I built this because I kept running into the same problem with AI agents. They can move fast, but speed is not the same as control. The more I used agents for real work, the more obvious it became that the important part is not just what they can generate. It is how they are allowed to work.

That is where governance comes in.
I do not mean governance as a huge policy document that nobody reads. I mean simple project rules that sit close to the work. What is the agent allowed to do? What is it not allowed to do? What data can it touch? What tools can it use? Who approves the work? What evidence does it need to leave behind?
Without that, an agent can look productive while still being risky. It can generate files, make confident claims, skip checks, use the wrong tool, or assume approval that was never given. That is fine for experiments. It is not fine when the agent is part of a delivery workflow.
So I built the AI-Agent SDLC Boilerplate as a quick setup for governed agent projects. The goal is to give teams a starting structure before implementation begins.
Instead of starting with:
Build this.
The project starts with:
What is this agent allowed to do?
That small change matters.
What the boilerplate sets up
The boilerplate helps set up the basic things I want in place before an agent starts touching files or making decisions.

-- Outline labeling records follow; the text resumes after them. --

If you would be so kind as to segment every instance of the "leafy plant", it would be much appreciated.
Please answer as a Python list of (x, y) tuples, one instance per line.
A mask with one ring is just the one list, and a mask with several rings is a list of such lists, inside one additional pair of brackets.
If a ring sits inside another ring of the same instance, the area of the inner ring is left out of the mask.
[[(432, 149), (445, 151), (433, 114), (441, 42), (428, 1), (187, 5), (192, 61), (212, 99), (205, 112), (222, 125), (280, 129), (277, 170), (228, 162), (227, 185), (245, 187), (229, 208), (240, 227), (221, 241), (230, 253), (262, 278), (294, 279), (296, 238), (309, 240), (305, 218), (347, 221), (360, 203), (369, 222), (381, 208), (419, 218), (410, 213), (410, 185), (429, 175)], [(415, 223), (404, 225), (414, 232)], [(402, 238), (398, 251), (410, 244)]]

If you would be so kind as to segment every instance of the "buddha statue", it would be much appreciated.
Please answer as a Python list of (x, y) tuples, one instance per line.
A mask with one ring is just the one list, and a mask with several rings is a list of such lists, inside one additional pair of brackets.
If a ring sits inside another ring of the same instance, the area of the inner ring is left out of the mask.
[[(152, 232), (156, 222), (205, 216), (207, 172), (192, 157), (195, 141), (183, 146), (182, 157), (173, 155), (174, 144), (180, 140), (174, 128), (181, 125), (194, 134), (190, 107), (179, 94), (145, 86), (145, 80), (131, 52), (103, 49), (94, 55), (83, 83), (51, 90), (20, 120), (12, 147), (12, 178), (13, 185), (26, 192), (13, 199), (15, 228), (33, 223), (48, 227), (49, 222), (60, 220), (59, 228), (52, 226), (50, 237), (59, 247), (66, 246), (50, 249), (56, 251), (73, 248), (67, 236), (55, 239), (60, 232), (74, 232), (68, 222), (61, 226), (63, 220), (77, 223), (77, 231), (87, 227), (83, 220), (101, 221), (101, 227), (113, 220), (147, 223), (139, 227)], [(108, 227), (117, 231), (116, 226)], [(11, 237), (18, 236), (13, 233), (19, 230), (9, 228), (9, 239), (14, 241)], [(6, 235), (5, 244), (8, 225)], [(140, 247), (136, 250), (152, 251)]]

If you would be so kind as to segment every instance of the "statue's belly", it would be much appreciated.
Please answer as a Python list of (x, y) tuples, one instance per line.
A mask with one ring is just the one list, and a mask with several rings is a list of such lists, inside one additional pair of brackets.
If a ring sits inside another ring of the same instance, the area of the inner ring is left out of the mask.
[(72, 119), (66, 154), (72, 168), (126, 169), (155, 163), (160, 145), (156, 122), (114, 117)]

scope data boundaries tool access job roles approval gates evidence rules policy checks eval cases release checks
It gives the project a simple governance layer before implementation starts. Not heavy. Just enough structure so the agent is not working from vibes.
The gate
The main check is:
npm run governance:check
If the required governance files are missing, if placeholders are still in the docs, or if approval has not been recorded, the check fails. That means the agent has to stop before implementation.
That is the point. Agents need stop signs.
Why job roles matter
One of the examples in the repo is a QA Auditor profile. I used this because it shows why job roles matter. A QA auditor agent should not behave like a developer. It should not quietly fix the thing it is reviewing. It should inspect, classify, explain, and leave evidence.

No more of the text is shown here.